Chronique Marceline Loridan-Ivens, « L’amour après »

Marceline Loridan-Ivens, L'amour après, Les Rivages d'Onitsha

Chronique Marceline Loridan-Ivens, « L’amour après »

Chronique du roman « L’amour après » :

Elle a publié ce livre l’année même de sa mort. Actrice, scénariste, réalisatrice, celle qui fut la compagne et collaboratrice de Joris Ivens, fut d’abord une jeune déportée revenue de l’enfer des camps nazis. Retrouvant à 89 ans sa « valise d’amour », contenant les lettres échangées avec les hommes de sa vie, elle se souvient et raconte, avec la complicité de Judith Pérignon, l’histoire de l’amour après (les camps).

Avec sincérité, elle dit la difficulté pour la « fille de Birkenau » de renouer avec la vie quand une part de soi-même flirte encore avec la mort. Le livre s’ouvre sur une scène forte, où celle qui se considère déjà comme une femme âgée perd la vue à Jérusalem et trouve un jeune homme pour la faire danser. Mais, pour en arriver là, le chemin fut long, pour Marceline qui dit sans retenue « Mon corps était sec. Rien n’a jamais germé en moi ».
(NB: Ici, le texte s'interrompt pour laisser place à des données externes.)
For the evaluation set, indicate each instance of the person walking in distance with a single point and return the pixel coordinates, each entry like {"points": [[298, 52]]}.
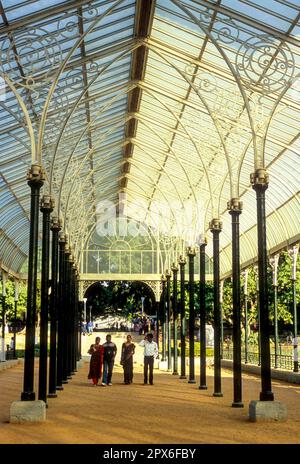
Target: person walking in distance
{"points": [[110, 351], [127, 359], [150, 354], [96, 351]]}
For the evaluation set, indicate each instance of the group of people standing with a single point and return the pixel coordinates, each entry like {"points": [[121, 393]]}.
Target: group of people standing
{"points": [[103, 358]]}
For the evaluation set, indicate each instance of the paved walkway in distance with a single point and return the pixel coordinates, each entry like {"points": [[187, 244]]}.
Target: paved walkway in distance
{"points": [[172, 411]]}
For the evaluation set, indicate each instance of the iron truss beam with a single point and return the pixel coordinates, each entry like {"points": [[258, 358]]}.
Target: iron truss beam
{"points": [[143, 25]]}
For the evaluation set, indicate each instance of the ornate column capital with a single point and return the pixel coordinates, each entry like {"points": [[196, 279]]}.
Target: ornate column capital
{"points": [[36, 175], [274, 265], [55, 224], [47, 204], [191, 251], [62, 238], [174, 268], [215, 225], [259, 179]]}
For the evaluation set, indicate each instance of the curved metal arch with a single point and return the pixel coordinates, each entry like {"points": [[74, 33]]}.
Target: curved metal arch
{"points": [[11, 221], [175, 155], [25, 240], [231, 68], [88, 236], [78, 101], [207, 108], [279, 99], [34, 158], [86, 178], [9, 110], [60, 71], [86, 217], [190, 138], [87, 127]]}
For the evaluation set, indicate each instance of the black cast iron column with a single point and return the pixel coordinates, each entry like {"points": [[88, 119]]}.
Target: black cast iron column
{"points": [[60, 313], [3, 318], [202, 385], [182, 262], [47, 206], [191, 254], [235, 208], [245, 275], [68, 350], [15, 324], [35, 179], [216, 227], [274, 264], [168, 324], [293, 252], [259, 181], [55, 228], [175, 274], [163, 317]]}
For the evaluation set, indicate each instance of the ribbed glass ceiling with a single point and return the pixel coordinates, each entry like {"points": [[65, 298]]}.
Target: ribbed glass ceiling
{"points": [[172, 104]]}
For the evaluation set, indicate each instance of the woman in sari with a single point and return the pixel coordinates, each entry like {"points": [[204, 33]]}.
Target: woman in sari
{"points": [[127, 359], [96, 351]]}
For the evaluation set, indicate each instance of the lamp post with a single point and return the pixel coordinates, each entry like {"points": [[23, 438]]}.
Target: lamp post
{"points": [[47, 206], [60, 313], [3, 315], [260, 180], [175, 273], [55, 228], [168, 324], [235, 208], [15, 324], [245, 276], [255, 268], [182, 262], [202, 244], [35, 180], [215, 228], [142, 300], [191, 252], [274, 264], [163, 314], [84, 310], [221, 316], [293, 252]]}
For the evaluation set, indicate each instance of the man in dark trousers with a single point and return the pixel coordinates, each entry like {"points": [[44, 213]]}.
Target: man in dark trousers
{"points": [[150, 354], [110, 351]]}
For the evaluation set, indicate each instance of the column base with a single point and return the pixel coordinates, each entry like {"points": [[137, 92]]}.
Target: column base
{"points": [[237, 404], [266, 396], [27, 411], [260, 411]]}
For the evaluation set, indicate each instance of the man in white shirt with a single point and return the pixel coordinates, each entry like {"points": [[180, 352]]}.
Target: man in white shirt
{"points": [[150, 354]]}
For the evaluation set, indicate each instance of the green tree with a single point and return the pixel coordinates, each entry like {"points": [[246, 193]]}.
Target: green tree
{"points": [[10, 299]]}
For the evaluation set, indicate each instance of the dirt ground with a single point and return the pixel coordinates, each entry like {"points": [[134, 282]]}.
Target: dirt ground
{"points": [[170, 412]]}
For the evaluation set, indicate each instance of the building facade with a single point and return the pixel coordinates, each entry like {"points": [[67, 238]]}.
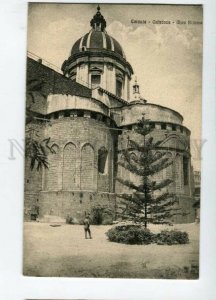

Au fil du récit, apparaissent les amants, le mari, le compagnon, mais aussi les lettres des amies qui racontent aussi leurs amours après. Elle « laisse faire, consentante et raide comme avec les autres hommes », et la découverte du plaisir et de son emballement se mêle à la mémoire des tentatives de viol et des violences au camp.

Marceline garde la mémoire de ce moment « suspendu entre plaisir et terreur ». Jeune fille, certes, mais survivante aussi, ce que ne veulent pas voir ni penser ceux qui veulent la séduire. Jeune fille qui ment donc pour se conformer aux attentes, pour faire bonne figure. Des deux femmes en elle, qui est « la vraie Marceline  » ? Celle qui vend L’Huma en manteau d’astrakan ? Sur ce dédoublement s’origine le divorce d’avec son mari.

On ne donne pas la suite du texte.